Archived-At: <https://mailarchive.ietf.org/arch/msg/add/X9AFNk4UUtuqC9XNn1D_Gqez9Nk>
Subject: Re: [Add] Mozilla's DoH resolver policy
X-BeenThere: add@ietf.org
X-Mailman-Version: 2.1.29
Precedence: list
List-Id: Applications Doing DNS <add.ietf.org>
List-Unsubscribe: <https://www.ietf.org/mailman/options/add>, <mailto:add-request@ietf.org?subject=unsubscribe>
List-Archive: <https://mailarchive.ietf.org/arch/browse/add/>
List-Post: <mailto:add@ietf.org>
List-Help: <mailto:add-request@ietf.org?subject=help>
List-Subscribe: <https://www.ietf.org/mailman/listinfo/add>, <mailto:add-request@ietf.org?subject=subscribe>
X-List-Received-Date: Thu, 11 Apr 2019 11:36:52 -0000

On Wed, 10 Apr 2019, Martin Thomson wrote:

> We don't believe that DNSSEC is essential to our primary goals, which are improving privacy of browsing activity.

But I assume it is also not your goal to reduce security for those who
chose mozilla products? You are offering your users a DNS system
override, yet you seem to find it acceptable if that results in a less
secure but more private DNS server being used. That is concerning.

> As a browser, we can't condition our behaviour on whether DNSSEC was present and valid for a variety of reasons (some of which we might discuss separately)

You can but you won't. But I agree there is no need to discuss that
here.

> but we do value resolvers that perform DNSSEC validation.

But you won't value it enough to make it a requirement, even though it
is a core part of the specification of DNS? Again, if you are
reconfiguring a system resource within the application, at the very
least do not reduce security. Requiring DNSSEC validation is a
no-brainer. Those who do not desire such security already can not use
DNSSEC by not sending the DO bit in the query, as you already not do
yourself in the mozilla products.

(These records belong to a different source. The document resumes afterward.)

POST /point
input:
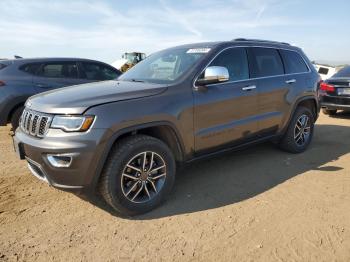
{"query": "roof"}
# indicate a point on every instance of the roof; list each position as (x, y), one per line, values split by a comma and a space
(48, 59)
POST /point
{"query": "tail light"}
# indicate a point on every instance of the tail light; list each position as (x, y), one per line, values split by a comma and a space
(327, 87)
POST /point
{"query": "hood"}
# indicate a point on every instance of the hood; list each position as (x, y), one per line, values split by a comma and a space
(77, 99)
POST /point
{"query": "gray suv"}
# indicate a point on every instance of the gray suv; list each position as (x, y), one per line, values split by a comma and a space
(22, 78)
(124, 139)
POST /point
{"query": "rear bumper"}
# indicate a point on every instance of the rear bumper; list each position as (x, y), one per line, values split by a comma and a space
(335, 102)
(87, 149)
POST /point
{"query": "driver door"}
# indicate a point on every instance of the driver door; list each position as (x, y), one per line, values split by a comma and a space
(226, 113)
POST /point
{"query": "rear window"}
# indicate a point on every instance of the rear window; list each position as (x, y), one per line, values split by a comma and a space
(30, 68)
(293, 62)
(265, 62)
(345, 72)
(59, 70)
(96, 71)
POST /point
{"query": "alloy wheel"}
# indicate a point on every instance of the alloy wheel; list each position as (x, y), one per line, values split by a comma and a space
(302, 130)
(143, 177)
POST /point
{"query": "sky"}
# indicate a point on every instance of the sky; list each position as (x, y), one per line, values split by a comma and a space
(103, 30)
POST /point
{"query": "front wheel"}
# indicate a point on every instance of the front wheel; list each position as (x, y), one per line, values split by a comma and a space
(300, 131)
(139, 174)
(330, 112)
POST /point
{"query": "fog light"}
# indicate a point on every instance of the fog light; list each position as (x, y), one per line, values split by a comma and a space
(61, 160)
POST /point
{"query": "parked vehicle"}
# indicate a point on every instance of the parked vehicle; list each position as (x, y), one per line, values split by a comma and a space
(22, 78)
(334, 93)
(124, 139)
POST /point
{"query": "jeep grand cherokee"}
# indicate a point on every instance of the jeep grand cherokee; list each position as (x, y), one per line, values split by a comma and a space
(124, 139)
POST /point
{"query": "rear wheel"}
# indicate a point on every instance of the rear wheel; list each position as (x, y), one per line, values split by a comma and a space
(16, 115)
(300, 131)
(330, 112)
(138, 176)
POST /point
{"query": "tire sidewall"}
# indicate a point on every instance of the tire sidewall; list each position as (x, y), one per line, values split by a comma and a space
(115, 187)
(302, 111)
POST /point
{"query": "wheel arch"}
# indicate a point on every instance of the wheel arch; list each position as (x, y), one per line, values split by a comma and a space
(165, 131)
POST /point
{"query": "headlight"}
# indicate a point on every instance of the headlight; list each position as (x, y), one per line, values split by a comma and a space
(72, 123)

But at this point, you would be
reducing my security and i will have to disable your privacy feature.

> Requiring query minimization is in keeping with the privacy goal,

Don't make this security versus privacy. Enhance privacy without paying
with security.

> whereas DNSSEC requirements would expand the scope more than we were comfortable with.

I understand your discomfort of still not supporting core fundamental
security technologies that prevent DNS spoofing. It should make you
even more uncomfortable that you are redirecting people to other DNS
servers that might actively support DNS spoofing. Having a policy where
you do not want servers to use RPZ DNS filtering, but not require them
to support the DNS protocol parts that can prove they are not
maliciously modifying DNS, is a policy mistake.